Hyperparameters in Reinforcement Learning and How to Tune Them

Theresa Eimer  Marius Lindauer  Roberta Raileanu

[Paper]        [Code

TL;DR: Algorithm Configuration tools perform well on Reinforcement Learning, outdoing Grid Searches with less than 10% of the budget. If not reported correctly, however, all hyperparameter tuning can heavily skew future comparisons. Adopting the tools and reporting standards from Algorithm Configuration can help make RL research more efficient, accessible and reproducible

Why Tune in Reinforcement Learning?

Reinforcement Learning is sensitive to its hyperparameters as anyone who has worked with it can attest - and yet the way hyperparameters in research are determined is usually not mentioned in papers at all or done via inefficient Grid Searches.
This is quite impractical since we have found that almost all hyperparameters for matter on any given environment for SAC, DQN and PPO (see the large influence the number of gradient steps of SAC on the right)- and their importance varies. Therefore we probably want to tune as many hyperparameter as we can if we don't know the domain very well.
Thankfully we also see that the interactions between hyperparameters were fairly benign (see the GAE lambda and learning rate of PPO below) and many hyperparameters have broad ranges where they perform well - so while we should tune many hyperparameters, tuning them is actually often not very hard.

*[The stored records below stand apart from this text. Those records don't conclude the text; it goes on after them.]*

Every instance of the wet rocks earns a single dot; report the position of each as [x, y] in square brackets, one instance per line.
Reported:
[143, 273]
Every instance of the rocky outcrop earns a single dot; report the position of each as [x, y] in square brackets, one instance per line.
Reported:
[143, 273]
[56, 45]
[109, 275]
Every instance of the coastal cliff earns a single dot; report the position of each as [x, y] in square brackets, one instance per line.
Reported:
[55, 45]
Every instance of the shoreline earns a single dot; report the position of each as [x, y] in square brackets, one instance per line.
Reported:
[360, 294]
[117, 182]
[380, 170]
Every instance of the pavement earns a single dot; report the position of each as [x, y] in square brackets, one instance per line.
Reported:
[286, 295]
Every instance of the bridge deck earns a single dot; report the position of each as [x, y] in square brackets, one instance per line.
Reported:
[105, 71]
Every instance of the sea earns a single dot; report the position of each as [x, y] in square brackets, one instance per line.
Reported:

Top: The effect of different numbers of gradient steps for SAC on Brax Ant


Left: The relationship between different learning rates (x-axis) and GAE lambda values (y-axis) for PPO on Acrobot.

Big Efficiency Gains!

We see improvement for almost all the HPO tools we tested, even on small budgets of 16 runs for the 11 hyperparameters we tuned for PPO on Brax. With 64 runs, DEHB outperforms the baseline on every environment in terms of the mean final evaluation reward across three tuning runs - in Grid Search terms, this would mean only tuning 3 hyperparameters with 4 values each.
On ProcGen, the Grid Search baseline used 810 runs and still DEHB outperforms it or performs within its standard deviation on each environment with less than 10% of the budget.

But: Big Discrepancies To Test Seeds...

Trying the incument hyperparameters on fresh test seeds shows us just how big the discrepancies can be - while DEHB performs well overall, Random Search, for example, does not scale well and overfits with the performance dropping to close to zero on the test seed compared to a good incumbent performance - this means the incumbent performance is completely misleading in this case and future researchers probably should not compare to this configuration at all since it's clearly overperforming on the tuning seeds and underperforming on test.

But How Will I Know Which Seeds to Compare On?

That's a very good question - and currently almost impossible to answer! Even if the authors of a paper tested their hyperparameter configurations and did everything right, if they don't report their tuning seeds, comparisons can skew heavily simply by selecting the wrong seeds by chance. 

To make sure you include all relevant details in your paper, use our checklist for reproducible RL research with HPO!
In the same repository, you'll find easy-to-use hydra sweepers for some of the algorithms we test here, including our best one, DEHB. This should make it easy for you to get better hyperparameters faster.

Our Recipe for Efficient RL Research!

1. Define a training and test setting (including e.g. environment(s) and variations, seeds, initial state distributions,...);

2. Define a configuration space with all hyperparameters that likely contribute to training success;

3. Decide which HPO method to use;

4. Define the limitations of the HPO method, i.e. the budget;

5. Settle on a cost metric – this will ideally be an evaluation reward across as many episodes as needed for a reliable performance estimate;

6. Run this HPO method on the training set across a number of tuning seeds;

7. Evaluate the resulting incumbent configurations on the test set across a number of separate test seeds and report the results.